Amino B Booster. A blend of free amino acids that assimilates rapidly and directly through the mid gut to the bee’s hemolymph and hemocytes, then transported to the sites where protein is needed for bee growth. Amino B Booster provides your bees the nutrients they need when pollen is scarce or lacks the nutrients bees need.
Vitamin B Healthy. Helps provide needed nutrients vital for bee health especially when pollen sources are scarce or the pollen lacks the essential nutrients the bees need. Helps build strong healthy colonies for maximum honey production and pollination or can be used to help build up weak, over-winterized colonies, packages, nucs or swarms.
Hive Alive. A feed to help bees maintain colony strength. Prevents syrup from fermenting and helps bees absorb the nutrients, proteins and sugars needed to increase brood production. Hive Alive strengthens the bees’ immune system to help manage intestinal issues and other diseases.

Varroa Mite

A colonies health is as essential for winter survival as are the food stores they will need to survive. Providing the necessary feed the will need along with a good supplement will go a long way to keep your hive healthy and strong.

Monday, September 8, 2014

Dealing with Crystallized Honey

After storing your honey for several months it now appears cloudy. Do not be alarmed, your honey has crystallized. Crystallization is not an indication of your honey worsening or deteriorating. Crystallized honey is not harmful or expired. Crystallization is the natural process of honey when it leaves the hive. Honey can even crystallize in the hive if your colony is unable to sustain hive temperature in honey super.
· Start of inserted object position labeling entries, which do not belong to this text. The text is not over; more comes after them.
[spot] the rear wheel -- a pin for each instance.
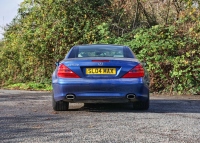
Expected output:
(141, 105)
(59, 105)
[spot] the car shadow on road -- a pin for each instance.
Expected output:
(156, 106)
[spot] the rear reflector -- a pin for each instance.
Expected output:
(65, 72)
(100, 60)
(135, 72)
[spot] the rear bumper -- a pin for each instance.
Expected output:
(100, 90)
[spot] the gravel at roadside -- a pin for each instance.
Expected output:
(27, 116)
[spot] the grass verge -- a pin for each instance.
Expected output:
(29, 86)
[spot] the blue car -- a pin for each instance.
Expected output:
(100, 74)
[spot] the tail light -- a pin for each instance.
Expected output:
(65, 72)
(135, 72)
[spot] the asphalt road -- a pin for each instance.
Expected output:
(27, 116)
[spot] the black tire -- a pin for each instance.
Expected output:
(141, 105)
(59, 105)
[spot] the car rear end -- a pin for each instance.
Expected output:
(100, 79)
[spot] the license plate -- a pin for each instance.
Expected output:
(100, 70)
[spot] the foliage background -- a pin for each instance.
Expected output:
(164, 34)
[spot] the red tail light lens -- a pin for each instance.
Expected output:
(135, 72)
(65, 72)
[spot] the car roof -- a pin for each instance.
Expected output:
(99, 45)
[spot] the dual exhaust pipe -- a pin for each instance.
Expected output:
(130, 96)
(70, 96)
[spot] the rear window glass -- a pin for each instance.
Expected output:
(100, 51)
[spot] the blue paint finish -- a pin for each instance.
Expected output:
(99, 87)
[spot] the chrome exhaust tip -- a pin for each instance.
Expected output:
(70, 96)
(130, 96)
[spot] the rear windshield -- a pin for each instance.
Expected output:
(100, 51)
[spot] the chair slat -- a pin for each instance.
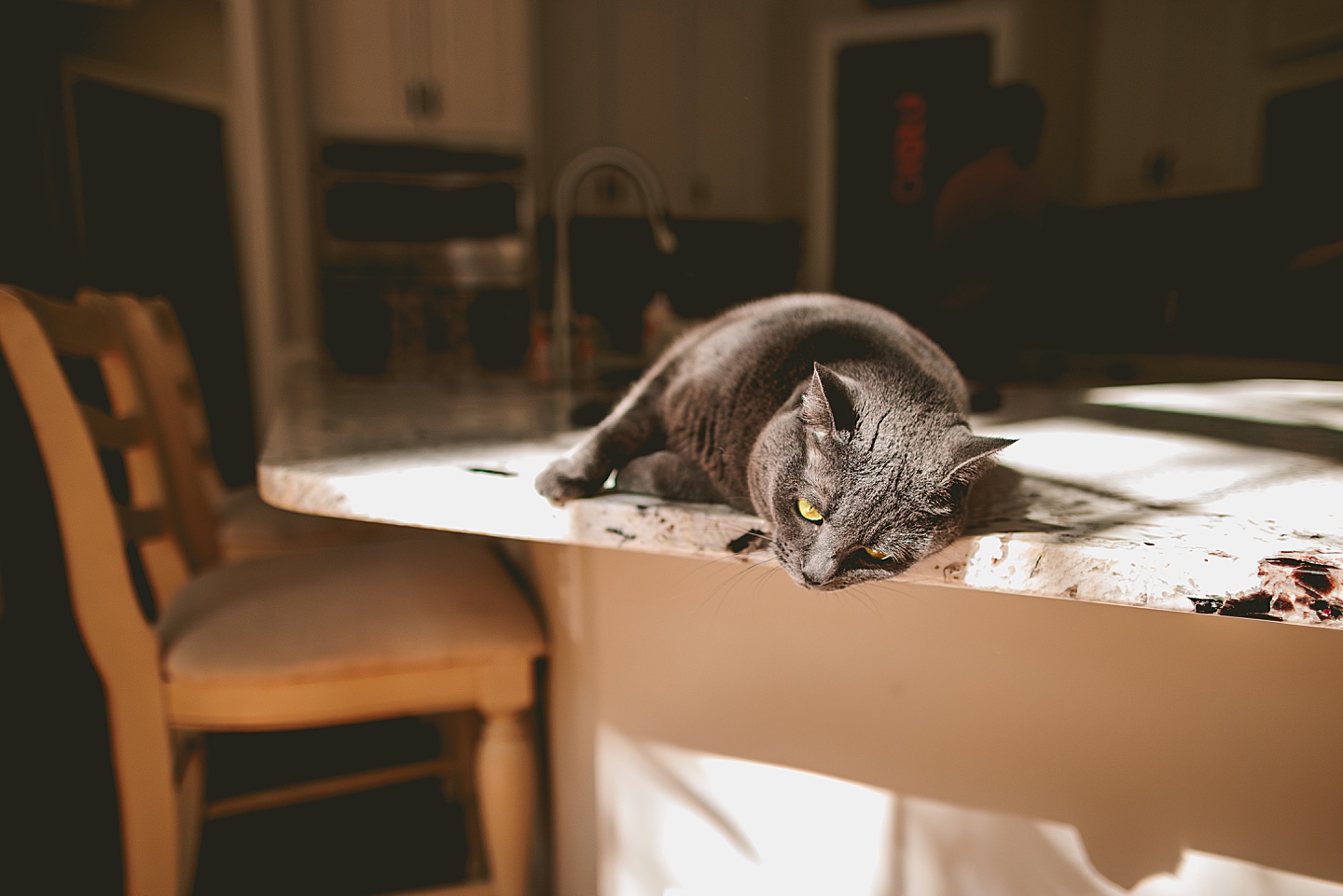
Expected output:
(115, 433)
(140, 524)
(78, 331)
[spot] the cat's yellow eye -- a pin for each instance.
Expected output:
(809, 511)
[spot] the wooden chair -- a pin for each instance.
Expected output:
(244, 526)
(414, 627)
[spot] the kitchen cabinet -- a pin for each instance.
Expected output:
(1175, 109)
(436, 72)
(685, 84)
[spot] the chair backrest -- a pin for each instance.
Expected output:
(173, 343)
(161, 379)
(121, 642)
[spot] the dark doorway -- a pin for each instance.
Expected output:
(908, 116)
(156, 222)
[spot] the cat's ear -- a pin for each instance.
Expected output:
(827, 405)
(973, 454)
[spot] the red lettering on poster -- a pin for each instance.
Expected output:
(911, 148)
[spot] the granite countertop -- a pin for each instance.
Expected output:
(1221, 497)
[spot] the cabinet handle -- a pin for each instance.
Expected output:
(414, 100)
(423, 100)
(433, 100)
(1159, 167)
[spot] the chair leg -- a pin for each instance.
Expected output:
(505, 779)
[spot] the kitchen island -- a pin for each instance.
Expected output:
(947, 719)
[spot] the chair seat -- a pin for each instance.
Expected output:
(344, 634)
(247, 528)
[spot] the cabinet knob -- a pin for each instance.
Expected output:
(1158, 168)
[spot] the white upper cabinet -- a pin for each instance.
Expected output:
(439, 72)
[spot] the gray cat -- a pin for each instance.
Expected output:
(832, 418)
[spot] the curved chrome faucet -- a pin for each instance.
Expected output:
(565, 197)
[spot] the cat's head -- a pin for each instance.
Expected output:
(863, 477)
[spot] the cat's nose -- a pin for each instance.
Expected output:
(818, 572)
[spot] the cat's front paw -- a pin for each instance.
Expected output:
(567, 478)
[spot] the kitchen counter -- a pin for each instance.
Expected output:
(713, 728)
(1214, 499)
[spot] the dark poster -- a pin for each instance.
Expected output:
(158, 223)
(909, 116)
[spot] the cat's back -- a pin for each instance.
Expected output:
(779, 338)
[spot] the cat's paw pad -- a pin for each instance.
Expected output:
(565, 480)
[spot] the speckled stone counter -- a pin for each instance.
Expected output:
(1220, 499)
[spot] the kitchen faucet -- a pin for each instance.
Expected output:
(565, 197)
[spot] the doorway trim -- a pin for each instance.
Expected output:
(994, 18)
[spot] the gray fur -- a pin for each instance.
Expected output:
(817, 396)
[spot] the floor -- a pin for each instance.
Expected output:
(394, 838)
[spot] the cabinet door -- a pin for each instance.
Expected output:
(362, 64)
(478, 61)
(1172, 112)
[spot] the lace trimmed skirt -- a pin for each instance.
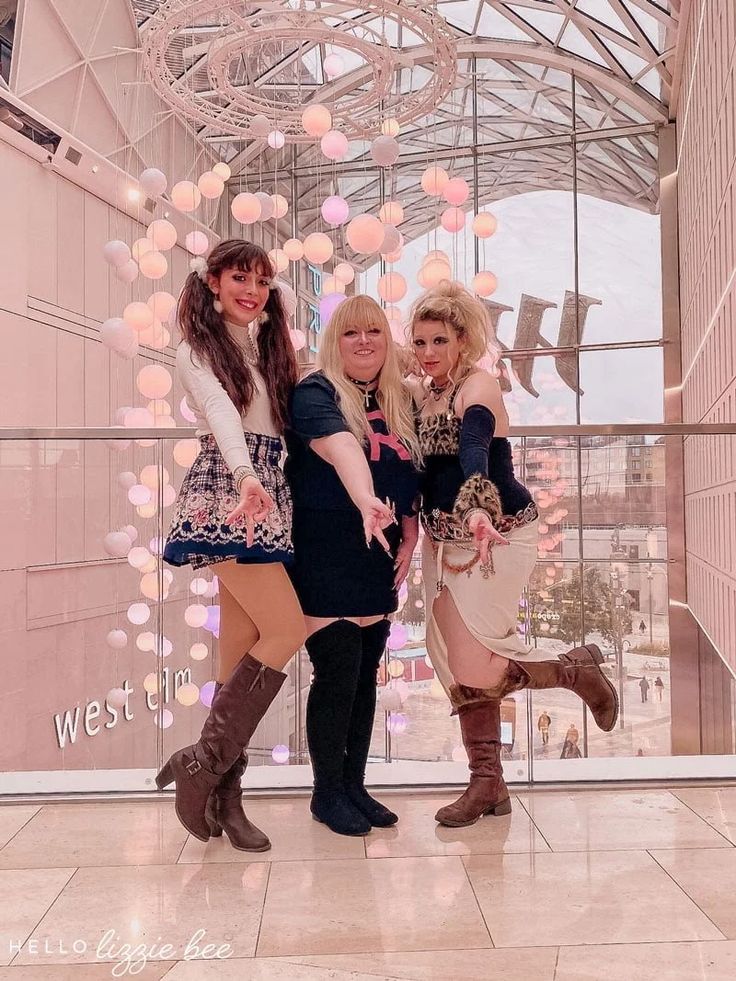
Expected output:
(199, 534)
(487, 600)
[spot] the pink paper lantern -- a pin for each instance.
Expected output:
(484, 283)
(335, 210)
(318, 247)
(334, 145)
(317, 120)
(434, 180)
(453, 219)
(484, 224)
(392, 287)
(365, 234)
(186, 196)
(456, 191)
(246, 208)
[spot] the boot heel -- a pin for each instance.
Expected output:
(504, 807)
(165, 777)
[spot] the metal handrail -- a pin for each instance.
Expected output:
(187, 432)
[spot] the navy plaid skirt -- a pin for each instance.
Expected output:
(199, 534)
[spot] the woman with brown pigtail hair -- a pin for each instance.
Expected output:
(237, 365)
You will find that some honeys will crystallize faster than others. Honey is a highly concentrated sugar solution with more than 70% sugar and less than 20% water. Fructose and glucose are the two primary sugars found in honey. Glucose will crystallize faster due to its low water solubility. The ratio of these two sugars will determine how quickly your honey will crystallize. This is why some honeys will last months or years without crystallizing while others will crystallize within weeks of extraction. 

Other factors which affect how quickly honey crystallizes include:

  • Temperature. Storage temperature has a huge influence on the crystallization process. Storage temperatures between 50-60 degrees Fahrenheit are ideal temperatures for crystallization. Temperatures below 50 degrees will slow down the crystallization process as the honey becomes thicker. Honey will resist crystallization at higher temperatures above 70 degrees. Crystals will dissolve when temperatures exceed 104 degrees Fahrenheit.
  • Particles. During extraction particles of debris are caught by the honey. Pieces of beeswax or pollen grains will act as a base for the glucose crystals. Unfiltered honey contains a higher number of particles; therefore, it will crystalize faster than finely filtered honey. Also consider the particles in air and be sure to allow your honey to settle before bottling to allow air bubbles to be released.

Honey can be returned to its lucid form if it becomes crystallized. Gently warm the honey by placing the bottle into a water bath or, depending on size of container, a sunny window. Do not heat honey beyond 104 degrees or it will destroy enzymes, begin to caramelize the sugars and alter the flavor. Heat the water bath slowly and bring the temperature of honey up to 95 degrees Fahrenheit. Heating must be done with care if the honey is to retain its nutritional value. If you have left your honey in pails, use a melt belt to bring the honey temperature up to a safe range or use a honey bottler & liquefier as a double boiler.

Some honey enthusiasts enjoy honey in its crystalized state. It is easier to use in cooking and will spread better on toast. See what your customers prefer.